Hayret dolu ifadesi ile Jisung'ın karşısındaki boş sandalyeye oturdu Min Ho. Daha dikkatli baktı yarasına. Harbiden kötü görünüyordu.
"Kaşını böyle yarması için kafa falan atması lazım sana, ki öyle bir durumda kendisi daha beter yaralanır."
"Hiçbir şey olmaz o cadıya da... Kafa atmadı. Kafamı duvara attı desek daha mantıklı olur."
Felix, gülmemek için dudaklarını birbirine bastırıp Jisung'ın yarasını temizlemeye devam etti. Min Ho ise kaşlarını çatmıştı.
"O nasıl oluyor lan?"
"Abicim, şimdi şöyle; Bu, kaçmaya çalışınca, ben de kollarından tuttum engellemek için. Ama ayağıma bastı topuğu ile, ister istemez bıraktım yani ne yapayım. Canım acıdı sonuçta. Neyse ki kapı kilitliydi. Cebimden anahtarı almaya çalıştı. Boğuşma falan derken ben sıkıştırdım bunu duvarda. O hengame arasında nasıl olduysa fazla yakınlaşmışız, dudaklarım, yanağı ile temas etti. Yemin ederim bilerek olmadı!"
Felix, kendini tutamayıp kahkahayı basınca, Jisung ona kötü kötü bakmaya başladı. Min Ho da da ona katılarak güldüğünde iyice morali bozulmuştu.
Felix, devamını getirdi;
"Sonra Ryeong tutmuş bunun ensesinden, sen beni nasıl öpersin diye vurmuş kafasını duvara." cümlesinin ardından kahkahalarına devam etti."Aman çok komik! Bana bakın, kesin gülmeyi, zaten moralim bozuk. Ulan kezzap ile yıkayasım var dudaklarımı! Sanki ben çok meraklıyım onu öpmeye de, gelmiş sapık muamelesi yapıyor."
O kargaşada, tabi ki isteyerek yapamamıştı Jisung. Ama işte, Ryeong.
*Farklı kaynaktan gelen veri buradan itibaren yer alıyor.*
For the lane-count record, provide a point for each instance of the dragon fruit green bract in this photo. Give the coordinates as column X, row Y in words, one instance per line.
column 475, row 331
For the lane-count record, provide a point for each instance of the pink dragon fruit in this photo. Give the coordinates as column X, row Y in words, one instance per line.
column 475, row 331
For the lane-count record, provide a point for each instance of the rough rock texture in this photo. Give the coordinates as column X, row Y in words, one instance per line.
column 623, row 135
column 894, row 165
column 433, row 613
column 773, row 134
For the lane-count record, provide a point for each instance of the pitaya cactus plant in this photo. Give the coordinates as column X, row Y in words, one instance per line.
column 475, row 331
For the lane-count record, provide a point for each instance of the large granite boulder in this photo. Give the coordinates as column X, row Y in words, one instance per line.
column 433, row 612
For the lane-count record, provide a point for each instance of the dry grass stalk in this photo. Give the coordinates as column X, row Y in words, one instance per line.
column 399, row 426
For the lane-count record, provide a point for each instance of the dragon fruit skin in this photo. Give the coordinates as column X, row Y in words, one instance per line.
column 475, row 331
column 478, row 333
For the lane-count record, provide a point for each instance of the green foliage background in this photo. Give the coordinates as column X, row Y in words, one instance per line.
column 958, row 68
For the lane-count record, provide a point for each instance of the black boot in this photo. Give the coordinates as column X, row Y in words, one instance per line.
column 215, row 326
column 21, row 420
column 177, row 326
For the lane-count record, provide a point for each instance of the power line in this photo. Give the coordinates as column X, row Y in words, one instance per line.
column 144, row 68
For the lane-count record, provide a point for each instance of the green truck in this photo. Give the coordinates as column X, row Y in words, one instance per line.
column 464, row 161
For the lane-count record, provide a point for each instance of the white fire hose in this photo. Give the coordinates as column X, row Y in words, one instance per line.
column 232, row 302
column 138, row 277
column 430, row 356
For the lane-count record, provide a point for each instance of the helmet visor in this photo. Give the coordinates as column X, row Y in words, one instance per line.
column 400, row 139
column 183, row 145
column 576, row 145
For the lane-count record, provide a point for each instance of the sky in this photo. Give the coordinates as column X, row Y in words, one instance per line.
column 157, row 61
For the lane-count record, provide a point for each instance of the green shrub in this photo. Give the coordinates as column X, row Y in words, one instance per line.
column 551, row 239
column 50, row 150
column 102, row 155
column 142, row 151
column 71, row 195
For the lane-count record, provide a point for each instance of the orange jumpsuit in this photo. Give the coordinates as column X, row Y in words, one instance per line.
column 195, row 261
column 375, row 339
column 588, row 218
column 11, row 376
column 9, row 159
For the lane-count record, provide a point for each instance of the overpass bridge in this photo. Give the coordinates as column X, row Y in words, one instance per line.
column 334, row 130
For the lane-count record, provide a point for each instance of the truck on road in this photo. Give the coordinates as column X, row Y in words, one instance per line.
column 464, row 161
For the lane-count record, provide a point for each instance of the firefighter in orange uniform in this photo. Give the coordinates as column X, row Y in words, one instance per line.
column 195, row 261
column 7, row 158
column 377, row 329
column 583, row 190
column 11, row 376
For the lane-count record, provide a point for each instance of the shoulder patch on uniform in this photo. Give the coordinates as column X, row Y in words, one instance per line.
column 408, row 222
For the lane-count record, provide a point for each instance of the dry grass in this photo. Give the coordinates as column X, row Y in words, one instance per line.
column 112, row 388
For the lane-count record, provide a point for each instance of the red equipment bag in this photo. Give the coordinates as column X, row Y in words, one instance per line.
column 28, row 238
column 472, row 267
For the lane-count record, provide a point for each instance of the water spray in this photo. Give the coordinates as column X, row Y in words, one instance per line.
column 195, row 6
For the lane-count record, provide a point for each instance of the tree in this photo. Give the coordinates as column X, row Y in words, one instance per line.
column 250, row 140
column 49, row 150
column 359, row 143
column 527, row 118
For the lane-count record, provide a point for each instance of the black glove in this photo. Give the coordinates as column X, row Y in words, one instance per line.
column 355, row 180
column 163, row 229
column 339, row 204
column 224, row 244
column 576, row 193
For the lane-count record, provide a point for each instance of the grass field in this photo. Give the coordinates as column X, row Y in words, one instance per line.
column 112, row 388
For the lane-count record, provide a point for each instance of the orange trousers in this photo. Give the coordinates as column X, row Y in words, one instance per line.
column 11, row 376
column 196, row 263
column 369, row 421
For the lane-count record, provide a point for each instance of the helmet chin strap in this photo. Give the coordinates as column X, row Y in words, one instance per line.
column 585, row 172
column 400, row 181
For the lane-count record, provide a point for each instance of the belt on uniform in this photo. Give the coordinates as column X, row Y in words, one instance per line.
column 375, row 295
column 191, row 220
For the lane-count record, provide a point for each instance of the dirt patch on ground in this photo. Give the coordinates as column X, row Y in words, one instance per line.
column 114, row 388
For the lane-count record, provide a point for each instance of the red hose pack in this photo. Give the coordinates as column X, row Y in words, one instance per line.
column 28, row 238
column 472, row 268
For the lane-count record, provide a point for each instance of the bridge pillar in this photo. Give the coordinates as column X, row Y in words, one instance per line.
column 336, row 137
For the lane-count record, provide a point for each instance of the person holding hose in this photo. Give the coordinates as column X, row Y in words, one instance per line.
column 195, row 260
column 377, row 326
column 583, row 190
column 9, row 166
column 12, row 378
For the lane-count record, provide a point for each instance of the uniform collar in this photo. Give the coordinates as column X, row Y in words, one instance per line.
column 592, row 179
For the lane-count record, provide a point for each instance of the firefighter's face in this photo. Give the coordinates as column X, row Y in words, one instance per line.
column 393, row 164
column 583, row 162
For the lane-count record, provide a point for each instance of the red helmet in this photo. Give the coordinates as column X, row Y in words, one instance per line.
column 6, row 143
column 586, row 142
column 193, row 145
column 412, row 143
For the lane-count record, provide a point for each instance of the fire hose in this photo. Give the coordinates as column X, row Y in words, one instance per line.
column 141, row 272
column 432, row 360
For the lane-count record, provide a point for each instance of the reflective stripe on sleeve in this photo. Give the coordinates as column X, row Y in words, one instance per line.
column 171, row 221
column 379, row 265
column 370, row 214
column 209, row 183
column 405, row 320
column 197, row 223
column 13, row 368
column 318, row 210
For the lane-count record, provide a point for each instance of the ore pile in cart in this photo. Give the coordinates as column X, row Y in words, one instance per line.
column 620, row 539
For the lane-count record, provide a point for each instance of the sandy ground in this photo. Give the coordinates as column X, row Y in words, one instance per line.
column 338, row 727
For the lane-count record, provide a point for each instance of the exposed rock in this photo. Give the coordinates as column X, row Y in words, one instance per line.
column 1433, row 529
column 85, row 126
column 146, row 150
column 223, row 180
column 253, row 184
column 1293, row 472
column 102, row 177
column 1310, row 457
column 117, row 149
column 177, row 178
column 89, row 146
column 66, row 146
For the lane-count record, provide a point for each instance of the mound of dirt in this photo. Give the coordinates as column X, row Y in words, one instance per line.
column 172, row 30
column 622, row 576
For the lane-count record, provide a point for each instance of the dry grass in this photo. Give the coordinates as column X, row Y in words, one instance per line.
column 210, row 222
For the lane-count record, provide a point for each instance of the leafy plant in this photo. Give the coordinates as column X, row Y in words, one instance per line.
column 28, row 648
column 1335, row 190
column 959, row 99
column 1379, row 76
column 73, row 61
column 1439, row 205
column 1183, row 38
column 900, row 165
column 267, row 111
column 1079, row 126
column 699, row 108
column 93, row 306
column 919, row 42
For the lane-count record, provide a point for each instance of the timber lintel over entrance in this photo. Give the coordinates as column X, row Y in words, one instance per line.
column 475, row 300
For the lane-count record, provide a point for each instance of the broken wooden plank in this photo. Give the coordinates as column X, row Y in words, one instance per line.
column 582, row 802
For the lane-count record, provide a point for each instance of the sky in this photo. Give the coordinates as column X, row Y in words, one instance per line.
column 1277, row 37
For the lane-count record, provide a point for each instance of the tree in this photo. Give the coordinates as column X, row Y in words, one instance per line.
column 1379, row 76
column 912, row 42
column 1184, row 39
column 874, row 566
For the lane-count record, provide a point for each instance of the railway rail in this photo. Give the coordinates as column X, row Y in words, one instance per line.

Bunun acısını çıkarmadan durur muydu hiç?
İlk birkaç saniye şok içinde kalmıştı yanağındaki sıcak baskı ile. Fakat sonra, kendine gelince çok öfkelenmişti. Jisung'ın zavallı kaşı hak ediyor muydu bu muameleyi? Yoksa bu bir kader miydi? Jisung'a sorsak, tamamen Ryeong'ın vahşiliği olduğundan bahsederdi. Kader de neymiş?
"Hayır, bir de açıklama fırsatı bırakmadı ki. Tam, yanlış anlaşılma olduğunu söyleyecektim, bir baktım kafam gömülmüş duvara!"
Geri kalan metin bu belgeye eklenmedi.